Dijital Hizmetlerin Yükselişi
Hibrit bir alan olan e-ticaret, iki kolu da entegre eden bir çıkış yolu olabilir. Türkiye'nin bu iki kolu da bölge ülkelerine nazaran güçlü. Ancak Türkiye'de KOBİ'lerin sadece yüzde 4'ü e-ihracat yapıyor. Gelecekte e-ihracat yapmayı planlayan KOBİ'lerin oranı ise yüzde 7,3. Bu oranlar oldukça düşük.
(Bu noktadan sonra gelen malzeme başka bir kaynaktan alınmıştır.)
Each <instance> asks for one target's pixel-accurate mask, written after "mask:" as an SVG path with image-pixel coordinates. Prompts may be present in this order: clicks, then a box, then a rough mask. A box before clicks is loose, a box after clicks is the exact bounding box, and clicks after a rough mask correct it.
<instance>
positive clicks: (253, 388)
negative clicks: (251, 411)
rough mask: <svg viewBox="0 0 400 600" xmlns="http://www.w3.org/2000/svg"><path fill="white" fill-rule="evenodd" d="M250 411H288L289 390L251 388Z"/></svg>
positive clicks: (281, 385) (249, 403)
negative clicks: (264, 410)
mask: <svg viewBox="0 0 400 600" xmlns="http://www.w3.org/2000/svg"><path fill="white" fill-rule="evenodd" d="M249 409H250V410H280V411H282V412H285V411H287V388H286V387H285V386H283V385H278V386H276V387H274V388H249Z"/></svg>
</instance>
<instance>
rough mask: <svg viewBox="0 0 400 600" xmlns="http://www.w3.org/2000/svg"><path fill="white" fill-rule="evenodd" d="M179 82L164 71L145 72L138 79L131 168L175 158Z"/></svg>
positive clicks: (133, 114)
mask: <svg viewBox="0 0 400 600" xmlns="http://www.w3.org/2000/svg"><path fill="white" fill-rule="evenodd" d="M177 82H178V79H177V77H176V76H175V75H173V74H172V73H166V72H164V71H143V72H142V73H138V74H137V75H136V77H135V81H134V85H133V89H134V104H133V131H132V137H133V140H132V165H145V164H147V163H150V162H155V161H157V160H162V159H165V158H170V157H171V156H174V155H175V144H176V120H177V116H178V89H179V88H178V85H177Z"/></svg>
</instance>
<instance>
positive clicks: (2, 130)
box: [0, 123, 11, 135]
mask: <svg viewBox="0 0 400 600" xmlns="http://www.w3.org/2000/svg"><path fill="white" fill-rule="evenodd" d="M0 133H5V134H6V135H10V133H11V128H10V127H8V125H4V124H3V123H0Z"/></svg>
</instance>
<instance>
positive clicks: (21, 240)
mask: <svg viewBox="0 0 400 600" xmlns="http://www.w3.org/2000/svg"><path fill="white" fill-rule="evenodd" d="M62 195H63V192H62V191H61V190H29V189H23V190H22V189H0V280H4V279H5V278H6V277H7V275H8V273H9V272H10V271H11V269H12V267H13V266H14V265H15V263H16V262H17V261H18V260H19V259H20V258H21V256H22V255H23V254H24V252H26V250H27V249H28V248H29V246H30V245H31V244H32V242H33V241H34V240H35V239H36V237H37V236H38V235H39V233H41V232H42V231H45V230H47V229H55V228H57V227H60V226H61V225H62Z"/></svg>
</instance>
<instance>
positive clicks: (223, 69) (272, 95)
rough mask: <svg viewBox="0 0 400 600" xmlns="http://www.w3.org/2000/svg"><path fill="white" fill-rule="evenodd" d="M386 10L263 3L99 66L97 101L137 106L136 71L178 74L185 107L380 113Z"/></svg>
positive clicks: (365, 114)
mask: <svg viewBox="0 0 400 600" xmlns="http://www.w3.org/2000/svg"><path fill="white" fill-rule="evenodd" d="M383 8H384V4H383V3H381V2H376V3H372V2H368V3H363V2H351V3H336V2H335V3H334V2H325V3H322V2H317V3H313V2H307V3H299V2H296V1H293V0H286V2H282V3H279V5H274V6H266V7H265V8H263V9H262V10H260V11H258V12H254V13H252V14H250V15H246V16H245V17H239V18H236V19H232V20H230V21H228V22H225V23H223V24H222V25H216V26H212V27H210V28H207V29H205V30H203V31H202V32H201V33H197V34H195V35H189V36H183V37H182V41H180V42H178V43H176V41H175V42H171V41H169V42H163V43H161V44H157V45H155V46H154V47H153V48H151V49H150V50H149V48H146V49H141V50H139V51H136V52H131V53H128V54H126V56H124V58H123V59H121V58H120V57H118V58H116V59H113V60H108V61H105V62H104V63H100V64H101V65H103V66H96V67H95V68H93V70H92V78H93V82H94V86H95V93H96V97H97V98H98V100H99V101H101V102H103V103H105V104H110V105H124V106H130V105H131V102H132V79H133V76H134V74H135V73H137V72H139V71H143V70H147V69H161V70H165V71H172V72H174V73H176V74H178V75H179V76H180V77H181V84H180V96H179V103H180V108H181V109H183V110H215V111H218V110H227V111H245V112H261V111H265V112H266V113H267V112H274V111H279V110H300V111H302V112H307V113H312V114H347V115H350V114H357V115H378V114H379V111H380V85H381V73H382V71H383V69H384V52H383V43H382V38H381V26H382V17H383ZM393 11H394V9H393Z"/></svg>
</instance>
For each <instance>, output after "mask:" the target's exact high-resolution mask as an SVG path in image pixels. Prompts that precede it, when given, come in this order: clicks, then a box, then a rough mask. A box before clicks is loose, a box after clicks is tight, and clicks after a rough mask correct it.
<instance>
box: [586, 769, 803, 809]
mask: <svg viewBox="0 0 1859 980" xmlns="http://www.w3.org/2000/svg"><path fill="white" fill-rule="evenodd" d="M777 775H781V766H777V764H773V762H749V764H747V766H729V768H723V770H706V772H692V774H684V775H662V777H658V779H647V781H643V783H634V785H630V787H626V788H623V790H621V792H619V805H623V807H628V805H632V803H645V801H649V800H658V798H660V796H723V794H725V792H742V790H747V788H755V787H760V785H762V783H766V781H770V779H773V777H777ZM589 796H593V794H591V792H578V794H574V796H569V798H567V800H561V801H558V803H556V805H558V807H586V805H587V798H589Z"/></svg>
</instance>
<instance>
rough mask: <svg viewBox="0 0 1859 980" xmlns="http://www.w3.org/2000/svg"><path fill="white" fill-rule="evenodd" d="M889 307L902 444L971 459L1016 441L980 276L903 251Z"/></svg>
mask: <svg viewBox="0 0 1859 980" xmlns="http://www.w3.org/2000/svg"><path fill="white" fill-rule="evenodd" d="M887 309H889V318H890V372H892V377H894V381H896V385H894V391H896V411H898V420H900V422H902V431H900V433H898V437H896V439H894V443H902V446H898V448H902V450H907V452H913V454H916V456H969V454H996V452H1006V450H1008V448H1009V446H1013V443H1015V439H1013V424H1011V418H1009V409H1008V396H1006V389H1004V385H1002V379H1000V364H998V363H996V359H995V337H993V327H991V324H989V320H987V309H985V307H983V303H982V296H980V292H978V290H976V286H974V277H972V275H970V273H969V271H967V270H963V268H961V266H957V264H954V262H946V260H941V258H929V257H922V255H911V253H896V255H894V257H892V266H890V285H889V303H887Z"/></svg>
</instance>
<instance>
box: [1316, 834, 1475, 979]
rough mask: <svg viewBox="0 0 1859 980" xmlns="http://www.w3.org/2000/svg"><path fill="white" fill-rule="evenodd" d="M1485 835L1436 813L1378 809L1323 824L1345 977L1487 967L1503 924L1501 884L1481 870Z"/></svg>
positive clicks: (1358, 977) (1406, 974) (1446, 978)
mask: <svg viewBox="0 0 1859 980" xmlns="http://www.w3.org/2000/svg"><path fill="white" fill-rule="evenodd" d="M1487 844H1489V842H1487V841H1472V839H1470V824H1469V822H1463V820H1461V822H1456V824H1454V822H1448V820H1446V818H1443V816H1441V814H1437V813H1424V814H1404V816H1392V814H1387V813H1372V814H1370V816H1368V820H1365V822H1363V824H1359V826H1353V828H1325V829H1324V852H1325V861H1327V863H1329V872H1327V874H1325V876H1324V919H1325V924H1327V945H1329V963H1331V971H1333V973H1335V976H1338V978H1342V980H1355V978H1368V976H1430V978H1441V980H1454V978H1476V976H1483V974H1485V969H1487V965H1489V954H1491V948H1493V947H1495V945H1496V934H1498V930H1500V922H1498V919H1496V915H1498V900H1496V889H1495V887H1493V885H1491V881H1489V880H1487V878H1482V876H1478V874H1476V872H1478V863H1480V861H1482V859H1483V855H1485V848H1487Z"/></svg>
TC Ticaret Bakanlığı'nın e-ticaret teşviklerinin bütüncül bir stratejiyle ele alınması çok mühim.
Gelişmekte olan ekonomilerden dijital olarak sunulabilir hizmetlerin ihracatı yüzde 9 büyüdü. Salgın sırasında seyahat ve ulaşım sektörleri ciddi şekilde etkilendi. Ancak telekomikasyon bazlı hizmetler ve bilişim ihracatı, Asya'da yıllık ortalama yüzde 14 ile en yüksek büyüme oranını kaydetti. Bu durum, dijital hizmetlerin gelecekteki önemini artırmaktadır.
Sonuç ve Gelecek Perspektifi
Gelişmiş ülkeler için büyümenin yeni motoru dijital hizmetlere yaptıkları yatırımlar, ne kadar sürdürülebilir olacak izleyeceğiz. Gümrük tarifeleri yalnızca mal ticaretine ilişkin. Ancak dijital hizmetler ticaretinin güçlü bir büyüme trendi sergilemesi bekleniyor. Bu şartlar altında, mal ticaretinin durgunluğunu koruyacağı, dijital hizmetlerin ise güçlü bir büyüme trendi sergilemeye devam edeceği varsayılabilir.
Sonuç olarak, Türkiye'nin ihracat stratejileri ve küresel ticaret dinamikleri, yeni fırsatlar ve zorluklarla şekillenmeye devam ediyor. Ekonomik dönüşüm için daha çeşitli stratejilerin benimsenmesi gerekmektedir. Bu süreçte, dijital hizmetlerin önemi giderek artmaktadır.